5. Siren

♫ Music: The Buster

~Winner of the "Best Game I Played With My Partner This Year" Award~

This might be one of the most player-unfriendly yet quality games I've played, I keep surprising myself by how much I like it and think about it. I do wish the enemies were a tiny bit less aggressive, and that the developers didn't lean so much on snipers to the point they feel like a design crutch, and a few other little things, but man this game is just so cool. The way the story unfolds across the perspectives of over a dozen different characters, with you playing as ten of them, in little snippets over the course of the three longest days you've ever known, playing and replaying levels in a purgatorial funk as you try something that might change things and allow another character to try something different themself, uncovering cryptic clues about the history of the cursed village you're trapped in, it's such an engrossing experience.

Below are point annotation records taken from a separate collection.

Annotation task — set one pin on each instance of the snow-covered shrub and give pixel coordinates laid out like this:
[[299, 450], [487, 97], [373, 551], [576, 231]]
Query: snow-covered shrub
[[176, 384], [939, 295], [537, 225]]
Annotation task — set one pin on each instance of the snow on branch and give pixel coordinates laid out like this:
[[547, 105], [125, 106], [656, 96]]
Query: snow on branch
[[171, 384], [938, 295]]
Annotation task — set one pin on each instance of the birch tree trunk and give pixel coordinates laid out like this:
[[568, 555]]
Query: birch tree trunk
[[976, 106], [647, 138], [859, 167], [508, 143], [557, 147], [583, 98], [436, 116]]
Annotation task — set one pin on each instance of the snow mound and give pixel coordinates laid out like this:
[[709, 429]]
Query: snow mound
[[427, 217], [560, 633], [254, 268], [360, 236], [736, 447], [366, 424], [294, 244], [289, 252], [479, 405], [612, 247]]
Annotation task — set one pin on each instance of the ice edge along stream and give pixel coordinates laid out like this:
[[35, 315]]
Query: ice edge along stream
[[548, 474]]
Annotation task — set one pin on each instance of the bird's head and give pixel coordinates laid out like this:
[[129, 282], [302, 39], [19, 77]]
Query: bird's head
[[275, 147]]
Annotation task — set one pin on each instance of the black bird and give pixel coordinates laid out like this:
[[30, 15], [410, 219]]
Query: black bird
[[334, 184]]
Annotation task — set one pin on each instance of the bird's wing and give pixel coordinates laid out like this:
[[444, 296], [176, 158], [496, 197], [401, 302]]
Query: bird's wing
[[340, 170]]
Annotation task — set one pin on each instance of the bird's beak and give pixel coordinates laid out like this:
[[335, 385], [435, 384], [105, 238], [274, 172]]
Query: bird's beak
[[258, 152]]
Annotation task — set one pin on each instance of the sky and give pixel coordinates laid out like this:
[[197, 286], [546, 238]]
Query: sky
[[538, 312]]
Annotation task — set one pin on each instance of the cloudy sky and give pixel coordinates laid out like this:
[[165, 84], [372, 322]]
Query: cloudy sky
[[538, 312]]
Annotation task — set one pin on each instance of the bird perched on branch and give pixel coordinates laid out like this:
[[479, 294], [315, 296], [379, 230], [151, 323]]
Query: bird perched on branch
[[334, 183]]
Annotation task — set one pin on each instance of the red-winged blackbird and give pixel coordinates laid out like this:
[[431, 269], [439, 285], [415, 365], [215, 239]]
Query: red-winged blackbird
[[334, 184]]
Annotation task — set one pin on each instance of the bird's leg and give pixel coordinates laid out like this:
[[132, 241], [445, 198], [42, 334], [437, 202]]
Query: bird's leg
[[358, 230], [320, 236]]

In some ways this is because of the difficulty. I actually really like how the in-game map doesn't tell you where you are, just which direction you're facing, so you have to navigate by learning various landmarks and recognizing sometimes subtle and sometimes not-so-subtle changes over time. While some characters have access to guns and useful melee implements, your greatest weapon is your sight. Every playable character can Sightjack nearby enemies, allowing you to see through their eyes and learn their route, what kind of enemy they are, and their relative position to you. This information should be very empowering, and it is, but the static and grossly intimate breathing noises you get make the out-of-body mechanic an appropriately unpleasant experience, and more practically speaking, time does not stop while you are sightjacking. You haven't really played Siren until you've watched yourself die through the eyes of your killer.